Clinic Gains Release of Clients Serving Life Sentences

October 15, 2021
UCLA Law's Criminal Defense Clinic
L to R: Julie Cramer ’03, Petar Nalbantov ’23, Ingrid Eagly, and Jenna Finkle ’22 worked on the Criminal Defense Clinic’s compassionate release cases.

Thanks to the work of students and faculty of the UCLA School of Law’s Criminal Defense Clinic, two Southern California men serving life sentences in federal prison for non-violent drug convictions were granted compassionate release this year, allowing them to return home to their families.

The clinic’s co-directors, Professor Ingrid Eagly and Lecturer Julie Cramer ’03, worked with the Office of the Federal Public Defender to identify defendants who were eligible for consideration for compassionate release. UCLA Law students worked directly with the clients and their families and conducted the legal research necessary to eventually file the motions in the case. Eight law students —Tucker Atkins ’21, Jenna Finkle ’22, Mara Gonzalez Souto ’22, Christian Gutierrez ’22, Julieta Hernandez ’22, Sandra Hudson ’22, Emily Owen ’21, and Asia Thompson ’21 — worked throughout the spring semester on the clinic’s compassionate release cases.

The victories came at time of significant reform of the federal criminal legal system. The law on compassionate release is not new, but, until recently, compassionate release was a very rare remedy for someone serving an extremely long sentence. “This changed in 2018 with the passage of the First Step Act,” Cramer says.

Before the First Step Act, compassionate release was in the sole discretion of the Bureau of Prisons, which rarely filed motions for compassionate release. To increase transparency and reliance on compassionate release, the First Step Act gives defendants a path to petition directly to the district court for consideration of compassionate release. Under the federal law, a court may grant compassionate release if it finds that “extraordinary and compelling reasons” support a reduction in their sentence.

Finkle, who expects to work in public defense after graduation and argued one of the cases before Judge Consuelo B. Marshall of the U.S. District Court for the Central District of California, says that “the judge considered the commendable rehabilitation of our client during his time in prison, as well as the tremendous support of his entire extended family.” Judge Marshall granted the motion in June 2021.

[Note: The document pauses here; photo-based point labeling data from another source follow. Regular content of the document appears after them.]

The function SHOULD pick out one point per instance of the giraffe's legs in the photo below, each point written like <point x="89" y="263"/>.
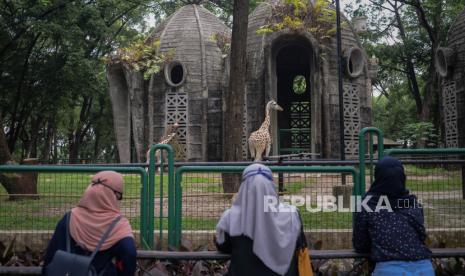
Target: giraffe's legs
<point x="251" y="149"/>
<point x="268" y="148"/>
<point x="258" y="154"/>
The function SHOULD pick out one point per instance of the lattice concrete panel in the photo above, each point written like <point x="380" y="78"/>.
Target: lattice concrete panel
<point x="244" y="133"/>
<point x="176" y="111"/>
<point x="449" y="102"/>
<point x="351" y="119"/>
<point x="301" y="123"/>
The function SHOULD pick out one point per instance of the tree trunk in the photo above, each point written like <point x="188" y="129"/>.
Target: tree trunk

In July, Judge Virginia A. Phillips, also of the Central District, granted the release of another clinic client who had served 17 years of his life sentence. “We are so pleased that the judge granted our motion, allowing our client to return home to his family and children,” says Petar Nalbantov ’23, who interned with the clinic in the summer and had the opportunity to draft the briefs in the case. “I’ve always wanted to be involved in criminal justice reform, and the work in the clinic was a chance to see the kind of impact I’d like my legal work to have on the world.”

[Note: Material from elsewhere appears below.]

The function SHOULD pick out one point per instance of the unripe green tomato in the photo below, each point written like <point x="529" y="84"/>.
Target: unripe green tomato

“The advocacy of our students has highlighted the unusually long and unjust life sentences that our clients received,” Eagly says. “Thanks to a series of reforms to federal sentencing law, today someone convicted of the same crimes would no longer serve a life sentence. Compassionate release provides an essential tool by which a judge can take a second look at these sentences and weigh the individual’s rehabilitation and other sentencing factors to provide a more just and equitable sentence.”